JC: What Holmes did very successfully was that she positioned Theranos as a classic tech company and investors allowed her to do that. In tech, maybe you need to do less digging and less forensic due diligence because it comes down to programming and coding. But actually, Theranos was first and foremost a medical technology company—that involves medical research and science.

Those investors who came in after 2013 allowed her to make them forget that. They should have been asking those questions, hiring scientific consultants to ask how she had solved problems in physics and chemistry that thousands of researchers had struggled to do.

Link to the rest at Fast Company

For those not familiar with Elizabeth Holmes and Theranos, here’s a link to an article in The New Yorker referenced in the OP.

 

4 thoughts on “The reporter who exposed Theranos tells investors how to spot another Elizabeth Holmes”

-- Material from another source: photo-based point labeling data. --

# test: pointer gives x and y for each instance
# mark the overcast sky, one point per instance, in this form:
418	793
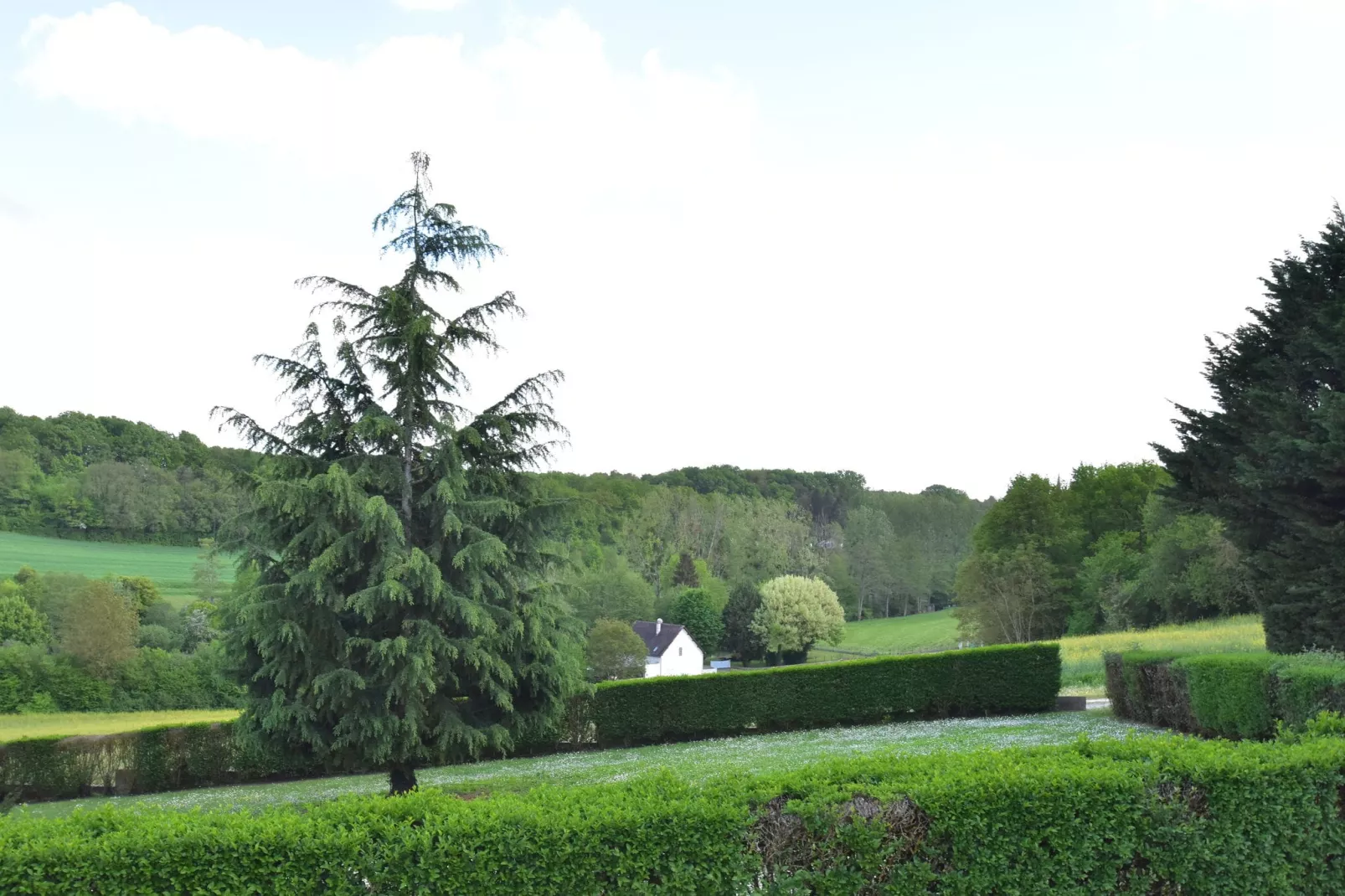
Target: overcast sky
931	241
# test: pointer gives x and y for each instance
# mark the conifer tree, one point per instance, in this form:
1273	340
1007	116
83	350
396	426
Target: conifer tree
1270	461
402	610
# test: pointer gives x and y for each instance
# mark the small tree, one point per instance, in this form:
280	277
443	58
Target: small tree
694	611
22	623
101	630
740	641
615	651
1007	596
142	591
204	574
685	574
798	612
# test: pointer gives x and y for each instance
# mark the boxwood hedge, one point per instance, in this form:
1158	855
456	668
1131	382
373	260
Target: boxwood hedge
1156	814
1224	694
990	680
962	682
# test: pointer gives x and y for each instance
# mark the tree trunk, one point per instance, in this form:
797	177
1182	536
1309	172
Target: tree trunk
401	778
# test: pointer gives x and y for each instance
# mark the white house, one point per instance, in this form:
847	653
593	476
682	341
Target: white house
668	650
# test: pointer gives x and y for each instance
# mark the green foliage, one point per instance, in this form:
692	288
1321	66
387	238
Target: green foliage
1224	694
150	678
140	590
1142	816
740	641
611	590
19	622
159	636
404	605
1009	595
108	478
696	611
1267	461
615	651
989	680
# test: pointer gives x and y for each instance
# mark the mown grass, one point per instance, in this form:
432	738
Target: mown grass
70	724
168	567
697	760
898	636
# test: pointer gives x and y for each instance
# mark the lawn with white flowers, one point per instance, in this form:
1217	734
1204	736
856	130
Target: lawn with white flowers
694	760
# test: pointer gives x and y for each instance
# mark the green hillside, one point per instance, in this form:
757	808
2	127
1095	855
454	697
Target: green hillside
170	568
898	636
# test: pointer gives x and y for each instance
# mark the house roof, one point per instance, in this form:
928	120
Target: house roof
655	645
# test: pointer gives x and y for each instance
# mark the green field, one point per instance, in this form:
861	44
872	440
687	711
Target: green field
69	724
1082	657
697	760
898	636
168	567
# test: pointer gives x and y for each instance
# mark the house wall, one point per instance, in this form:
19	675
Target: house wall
690	662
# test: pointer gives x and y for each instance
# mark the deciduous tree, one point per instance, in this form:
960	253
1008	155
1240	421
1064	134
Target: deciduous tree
402	610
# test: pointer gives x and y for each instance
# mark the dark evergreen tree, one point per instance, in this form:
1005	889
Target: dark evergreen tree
401	611
1270	461
694	610
740	641
685	574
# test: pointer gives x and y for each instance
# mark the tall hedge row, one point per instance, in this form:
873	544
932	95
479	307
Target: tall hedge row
962	682
1224	694
989	680
1149	816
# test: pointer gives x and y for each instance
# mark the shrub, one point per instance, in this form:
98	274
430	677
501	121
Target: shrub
989	680
159	636
1145	816
1224	694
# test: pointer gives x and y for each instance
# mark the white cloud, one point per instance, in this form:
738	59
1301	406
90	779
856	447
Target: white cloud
950	312
430	6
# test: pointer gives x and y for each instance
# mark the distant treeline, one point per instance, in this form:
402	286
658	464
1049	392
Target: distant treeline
78	475
884	554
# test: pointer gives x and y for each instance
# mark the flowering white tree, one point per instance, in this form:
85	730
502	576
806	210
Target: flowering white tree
798	612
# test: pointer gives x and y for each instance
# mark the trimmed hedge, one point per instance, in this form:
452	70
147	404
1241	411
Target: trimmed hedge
962	682
987	680
1157	816
1223	694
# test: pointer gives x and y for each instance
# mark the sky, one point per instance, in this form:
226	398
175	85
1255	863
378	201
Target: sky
947	241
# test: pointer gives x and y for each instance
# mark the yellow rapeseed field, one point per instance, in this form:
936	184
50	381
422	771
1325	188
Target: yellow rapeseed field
1082	657
68	724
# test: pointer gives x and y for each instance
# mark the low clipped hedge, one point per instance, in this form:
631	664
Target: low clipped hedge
989	680
961	682
1224	694
1147	816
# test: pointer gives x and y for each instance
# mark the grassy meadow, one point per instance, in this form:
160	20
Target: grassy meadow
168	567
17	727
896	636
1082	657
696	760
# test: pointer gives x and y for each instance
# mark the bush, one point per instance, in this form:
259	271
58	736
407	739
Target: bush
1145	816
159	636
150	680
987	680
1224	694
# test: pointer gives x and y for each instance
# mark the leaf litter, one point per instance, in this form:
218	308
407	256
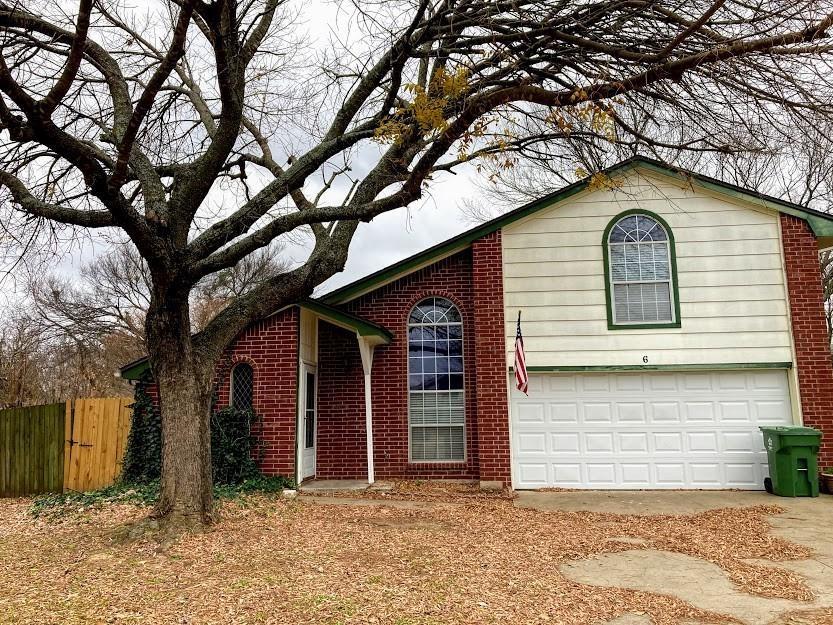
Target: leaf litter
464	557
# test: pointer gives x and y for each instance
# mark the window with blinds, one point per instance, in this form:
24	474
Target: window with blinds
640	271
436	400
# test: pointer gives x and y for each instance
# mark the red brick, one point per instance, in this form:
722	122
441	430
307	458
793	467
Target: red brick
812	342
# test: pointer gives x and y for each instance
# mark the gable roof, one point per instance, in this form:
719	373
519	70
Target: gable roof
820	223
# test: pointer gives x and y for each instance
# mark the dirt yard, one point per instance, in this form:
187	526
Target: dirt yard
416	558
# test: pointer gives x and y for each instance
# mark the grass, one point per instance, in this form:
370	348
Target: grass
56	505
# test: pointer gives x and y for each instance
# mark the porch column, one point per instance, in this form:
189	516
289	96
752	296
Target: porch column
366	349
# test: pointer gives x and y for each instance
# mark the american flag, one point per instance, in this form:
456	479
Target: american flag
521	378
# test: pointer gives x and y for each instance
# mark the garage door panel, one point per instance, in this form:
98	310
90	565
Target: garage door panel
631	412
564	412
651	430
598	412
770	411
566	442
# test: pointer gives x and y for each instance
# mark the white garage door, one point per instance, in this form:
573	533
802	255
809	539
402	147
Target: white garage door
646	430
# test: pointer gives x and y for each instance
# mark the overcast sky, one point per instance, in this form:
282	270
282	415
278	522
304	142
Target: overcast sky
389	238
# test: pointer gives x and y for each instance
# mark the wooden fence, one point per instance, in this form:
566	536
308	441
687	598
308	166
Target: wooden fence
77	445
31	450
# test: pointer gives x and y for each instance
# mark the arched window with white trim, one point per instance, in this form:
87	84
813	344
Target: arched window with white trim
640	272
436	399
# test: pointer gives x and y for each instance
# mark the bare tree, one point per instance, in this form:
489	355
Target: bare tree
203	133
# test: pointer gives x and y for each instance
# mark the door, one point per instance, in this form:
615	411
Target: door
646	430
310	423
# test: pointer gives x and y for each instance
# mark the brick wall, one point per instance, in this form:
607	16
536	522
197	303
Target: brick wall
389	306
812	346
490	359
271	347
342	440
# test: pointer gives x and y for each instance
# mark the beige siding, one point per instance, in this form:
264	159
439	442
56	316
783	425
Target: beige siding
309	337
733	303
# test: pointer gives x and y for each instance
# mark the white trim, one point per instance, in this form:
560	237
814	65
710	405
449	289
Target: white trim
462	391
306	368
366	351
668	242
792	375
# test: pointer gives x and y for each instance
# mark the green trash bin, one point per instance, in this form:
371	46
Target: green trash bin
792	452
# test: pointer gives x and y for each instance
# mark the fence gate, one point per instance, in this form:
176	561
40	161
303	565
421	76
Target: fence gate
31	450
96	436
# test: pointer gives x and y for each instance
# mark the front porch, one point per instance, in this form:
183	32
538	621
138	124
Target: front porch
314	486
335	415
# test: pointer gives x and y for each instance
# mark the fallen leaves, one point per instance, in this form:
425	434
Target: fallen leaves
462	557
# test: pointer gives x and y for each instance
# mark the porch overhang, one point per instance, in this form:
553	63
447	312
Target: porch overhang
372	333
368	331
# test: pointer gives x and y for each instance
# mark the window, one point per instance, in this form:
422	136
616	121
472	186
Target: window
309	411
640	272
436	403
242	386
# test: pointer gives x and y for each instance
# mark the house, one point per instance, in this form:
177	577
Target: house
666	316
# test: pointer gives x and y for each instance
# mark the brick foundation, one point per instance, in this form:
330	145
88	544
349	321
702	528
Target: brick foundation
812	344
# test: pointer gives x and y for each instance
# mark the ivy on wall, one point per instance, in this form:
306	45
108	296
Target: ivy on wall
235	446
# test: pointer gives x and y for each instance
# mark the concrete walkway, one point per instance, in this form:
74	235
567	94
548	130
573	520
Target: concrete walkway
806	521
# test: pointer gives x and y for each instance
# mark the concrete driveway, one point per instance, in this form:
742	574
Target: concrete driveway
806	521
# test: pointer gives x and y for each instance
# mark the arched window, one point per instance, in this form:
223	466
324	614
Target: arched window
242	386
640	271
436	403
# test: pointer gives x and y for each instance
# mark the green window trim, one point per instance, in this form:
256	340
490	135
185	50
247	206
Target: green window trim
672	251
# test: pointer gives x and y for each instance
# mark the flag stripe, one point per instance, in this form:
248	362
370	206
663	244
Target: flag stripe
521	377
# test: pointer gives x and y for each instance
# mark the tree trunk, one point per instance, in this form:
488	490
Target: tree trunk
186	497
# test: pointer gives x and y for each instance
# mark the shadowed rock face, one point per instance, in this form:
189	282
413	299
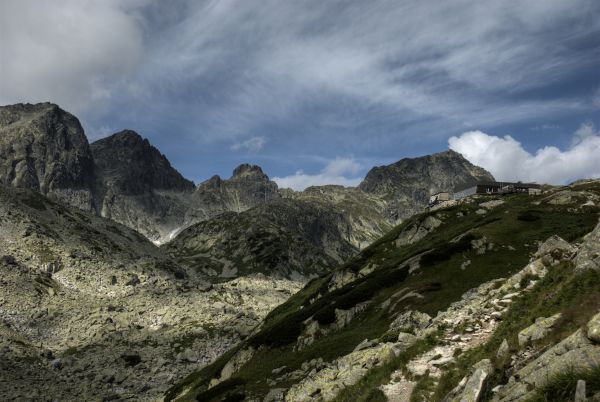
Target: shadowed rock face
408	183
127	163
43	148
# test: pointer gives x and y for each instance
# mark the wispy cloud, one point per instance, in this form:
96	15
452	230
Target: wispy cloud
506	158
341	171
251	145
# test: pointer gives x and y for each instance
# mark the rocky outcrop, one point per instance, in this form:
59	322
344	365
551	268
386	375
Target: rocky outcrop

  1. I was in the middle of the VC culture from 2000-2007, and what a horrible thing that was (is). All these arrogant kinglets that needed to be approached with what amounted to Sun King protocol who, by and large, paid very little attention to the viability of the companies they invested in.

    It was a consume-and-die operation for them: invest in 10 companies and expect 7 to die, 2 to break even, and 1 to carry the losers and maybe do unusually well. No point spending any advisory time on any but the 1. The number of young inventors/founders who were dumped into the deep end of the pool and left to drown with no help other than initial money was (is) staggering.

    I was a generation older and not dependent on VCs, but as a spectator, listening to the them boast about their toys (Ferraris, etc.) at speaking engagements was revolting.

    The Theranos debacle couldn’t have happened to a better bunch of investors. I was cheering it on as a probable fraud from the first time I heard about it (having been involved in a much earlier startup version of a non-invasive blood glucose monitor, equally though less successfully fraudulent).

  2. I was slow in hearing about her and Thanos. By the time something got my attention, there had been a ton of press. The initial description looked like it would be fantastic if it worked as intended. However, early on in my looking at it, I hit an article that was heavy on quotes from her and I had late 90s flashbacks. She sounded like she was seriously over promising for something that didn’t have a working example yet. Quotes were absent the qualifiers that I’d typically see from execs. The language style sounded like late Internet bubble stories. I couldn’t know, but that style combined with the focus in articles on her personal story (accompanied always by fashion like photos) made me suspicious about the wisdom of sinking large sums of money into that operation as VCs were doing at that time.

  3. I’ve been following this story for quite a while and have the book pre-ordered. Elizabeth is a piece of work.